C’est vrai. Inutile d’avoir étudié la littérature russe pour apprécier cette histoire d’amour passionnée et passionnante, un peu tragique et follement poétique. Sensuelle aussi. Tatiana et Eugène sont deux personnages, pas encore trentenaires, ancrés dans leur époque avec un smartphone greffé au bout de leur main. Ils se retrouvent par hasard dans la ligne 14 du métro parisien, dix ans après leur première rencontre. À l’époque, elle, 14 ans, était tombée amoureuse de lui. Lui, blasé à 17 ans, l’avait éconduit.

Mais là, entre deux freinages malveillants du Meteor, il se rend compte qu’il a fait une bourde et il va tout faire pour raviver la flamme de Tatiana. Ce qui, en réalité, n’est pas utile, puisqu’elle ne s’est jamais vraiment éteinte.

Que ceux qui craignent les histoires d’amour étouffantes se rassurent. La musicalité de l’écriture, qui fait des aller-retour entre passé et présent, embarque le lecteur dans une partition rythmée par des respirations orchestrées par la narratrice, de connivence avec lui. Surtout, elle calme, avec une tendre ironie, les ardeurs des deux protagonistes.
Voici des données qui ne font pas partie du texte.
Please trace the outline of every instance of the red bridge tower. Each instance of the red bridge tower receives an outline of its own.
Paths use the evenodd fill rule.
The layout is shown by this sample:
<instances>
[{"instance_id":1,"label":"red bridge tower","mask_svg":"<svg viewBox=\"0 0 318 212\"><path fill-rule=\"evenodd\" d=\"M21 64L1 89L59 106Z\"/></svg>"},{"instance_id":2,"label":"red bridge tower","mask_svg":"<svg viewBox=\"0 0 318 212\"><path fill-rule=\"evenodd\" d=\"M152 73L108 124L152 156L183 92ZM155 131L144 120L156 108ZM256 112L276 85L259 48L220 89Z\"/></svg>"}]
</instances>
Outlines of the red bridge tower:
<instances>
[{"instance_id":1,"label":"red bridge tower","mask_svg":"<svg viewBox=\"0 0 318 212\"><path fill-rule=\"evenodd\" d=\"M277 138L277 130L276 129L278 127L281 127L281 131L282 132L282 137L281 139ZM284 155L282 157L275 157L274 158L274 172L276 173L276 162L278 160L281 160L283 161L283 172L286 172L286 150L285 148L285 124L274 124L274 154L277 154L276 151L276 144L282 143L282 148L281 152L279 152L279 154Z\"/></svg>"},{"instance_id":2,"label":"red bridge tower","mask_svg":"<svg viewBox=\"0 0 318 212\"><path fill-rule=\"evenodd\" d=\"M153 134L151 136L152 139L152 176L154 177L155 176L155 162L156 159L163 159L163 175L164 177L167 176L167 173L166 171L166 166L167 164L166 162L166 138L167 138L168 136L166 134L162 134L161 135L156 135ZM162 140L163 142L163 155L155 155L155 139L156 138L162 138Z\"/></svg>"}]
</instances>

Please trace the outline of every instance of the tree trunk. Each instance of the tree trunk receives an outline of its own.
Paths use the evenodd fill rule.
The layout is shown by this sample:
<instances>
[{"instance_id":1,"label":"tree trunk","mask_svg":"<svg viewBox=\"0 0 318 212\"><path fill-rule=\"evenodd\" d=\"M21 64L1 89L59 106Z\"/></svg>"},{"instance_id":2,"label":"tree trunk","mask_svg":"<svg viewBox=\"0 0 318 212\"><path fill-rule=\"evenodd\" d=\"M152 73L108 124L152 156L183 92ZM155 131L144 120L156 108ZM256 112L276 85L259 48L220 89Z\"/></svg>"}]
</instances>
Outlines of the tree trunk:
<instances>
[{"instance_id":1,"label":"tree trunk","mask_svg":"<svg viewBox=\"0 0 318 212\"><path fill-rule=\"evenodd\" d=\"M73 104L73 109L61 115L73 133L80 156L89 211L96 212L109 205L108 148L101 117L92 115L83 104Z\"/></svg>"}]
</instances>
Le bon moment pour se lancer

Sarbacane
248 pages, 15,50 €.

Car Clémentine Beauvais connaît à la perfection Eugène et Tatiana et rend compte de leurs émotions avec acuité sans se priver de les taquiner. « J’ai découvert le roman de Pouchkine au lycée. Mais c’est surtout l’opéra de Tchaïkovski que j’adore. J’éprouve pour cette œuvre musicale une mini-obsession et j’avais vaguement l’idée qu’un jour, j’allais en faire quelque chose. Après les Petites Reines, c’était le bon moment pour me lancer et proposer quelque chose de complètement différent. L’écriture en vers libres n’a jamais été contraignante puisqu’elle sert le propos. C’est davantage la mise en page qui a été galère. »

Car les vers libres nécessitent une organisation de l’espace de la page très particulière, avec des alinéas, des blancs, des enjambements… De ce point de vue aussi, Songe à la douceur a quelque chose de révolutionnaire. C’est tout le paradoxe de ce roman qui, en s’inspirant sur la forme et sur le fond du passé, n’en est pas moins moderne et innovant. Et même bluffant.

(1) Paru en 2015, plus de 25 000 exemplaires vendus, bientôt adapté au cinéma, élu meilleur roman jeunesse 2016 par le magazine Lire.